As you observe your children and others, you will notice that both boys and girls imitate their parents' nurturing and care-taking activities. They carry, feed, change, and put to bed their dolls and stuffed animals. They kiss them and sometimes throw them or hit them. They are mimicking attachment and separation behaviors. If a baby enters the family, many 2-, 3-, and 4-year-olds insist that it is their baby, that they "borned" it or "adopted" it. Sometimes a girl will tell you that it is her baby and that Daddy is the father. A little boy might say that he is going to "marry Mommy when Daddy grows up and dies." If you listen, you will see that your child is trying to make sense of the relationships in the family and to find a way to express the strong emotions of love, hate, and jealousy.

It is puzzling for children to understand why mom and dad get to sleep together while they have to sleep with two trucks and a bunny. You are witnessing what is known as the Electra complex in girls and the Oedipal complex in boys. Little girls may feel jealous of their mothers' grownup relationship with their fathers. They experience a mix of feelings which includes wanting to marry Daddy but feeling competitive and fearful that they will not "measure up." Little boys may want to be mommy's partner in everything and show off their developing "manliness." They do not understand why Daddy should be included but worry that Daddy will be upset with them for the way they feel. All of this behavior is normal for children this age.

There is also an aggressive, competitive side to this stage. You may notice behavior that is challenging, stubborn, and argumentative, usually directed toward the same-sex parent. Girls argue with their mothers about what to wear, what toys to leave at home, and who is the boss of the baby. Boys want to talk about what they will do when they grow up, and even in the most peaceful of families, they will turn all sorts of items into weapons which they yearn to use on the draperies, the baby, and, in frequent moments of frustration and anger, on Daddy.

These behaviors are part of children's working out their awareness of their smallness and insignificance compared to their parents and their urges toward autonomy and independence. They want to be big but also want the benefits of infancy. If they cannot be Mommy or Daddy's partner, they want to be their "lap babies."

Gradually, the intensity of these feelings abates. Children's love for their parents allows them to reconcile the Oedipal or Electra complex by eventually exchanging the wish to marry the parent of the opposite sex for the more realistic desire to grow up to be like the parent of the same sex.

Some version of this scenario occurs in most children, even those raised by a single parent. Sometimes the behavior is expressed directly; other times it is subtle, recognizable only through recalling dreams or in pretend play.

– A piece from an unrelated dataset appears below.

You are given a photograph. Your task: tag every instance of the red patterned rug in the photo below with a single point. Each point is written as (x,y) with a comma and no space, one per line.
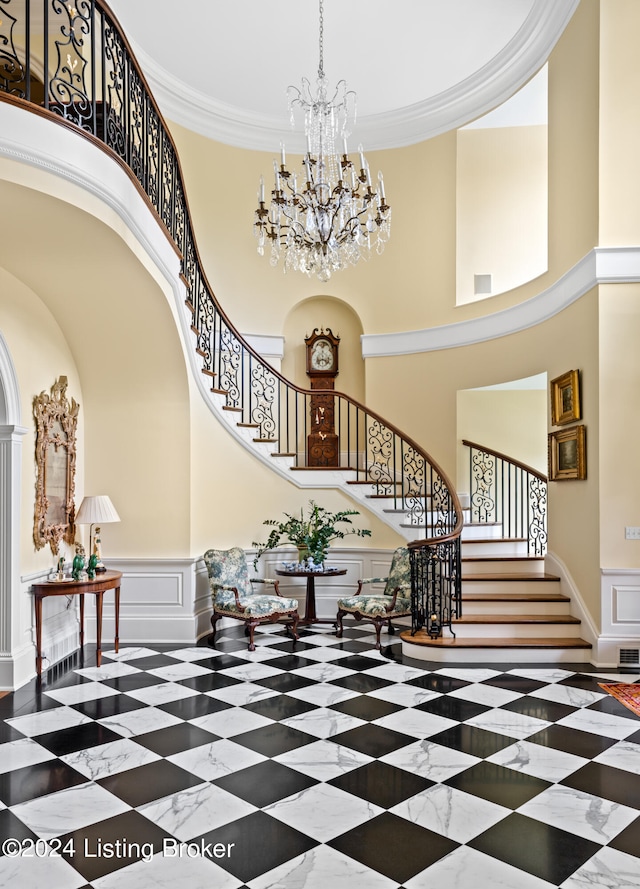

Children who have been traumatized or abused may not show the kind of behavior described here. They may be seductive or fearful, uncertain about the appropriateness of being affectionate, or show symptoms associated with sexual abuse. These children need special help from their parents and possibly from a skilled therapist before they can feel safe enough to express loving or sexual feelings in their new families. The National Adoption Information Clearinghouse (NAIC) factsheet entitled "Parenting the Sexually Abused Child" is helpful in such cases.

During the preschool years, you may want to respond to your child with humor and tactfully explain that when your child grows up, s/he will find someone just like Mommy or Daddy. Adopted children inevitably wonder to which Mommy and Daddy you are referring. Some researchers believe that this is not the appropriate time to emphasize a child's birth family (Wieder, Schecter). It is difficult enough for children to find their place in the family (as the youngest child, the oldest, etc.) and to come to terms with their gender without having to ponder the meaning of birth parents. It probably is not even possible for a child this age to understand this concept yet.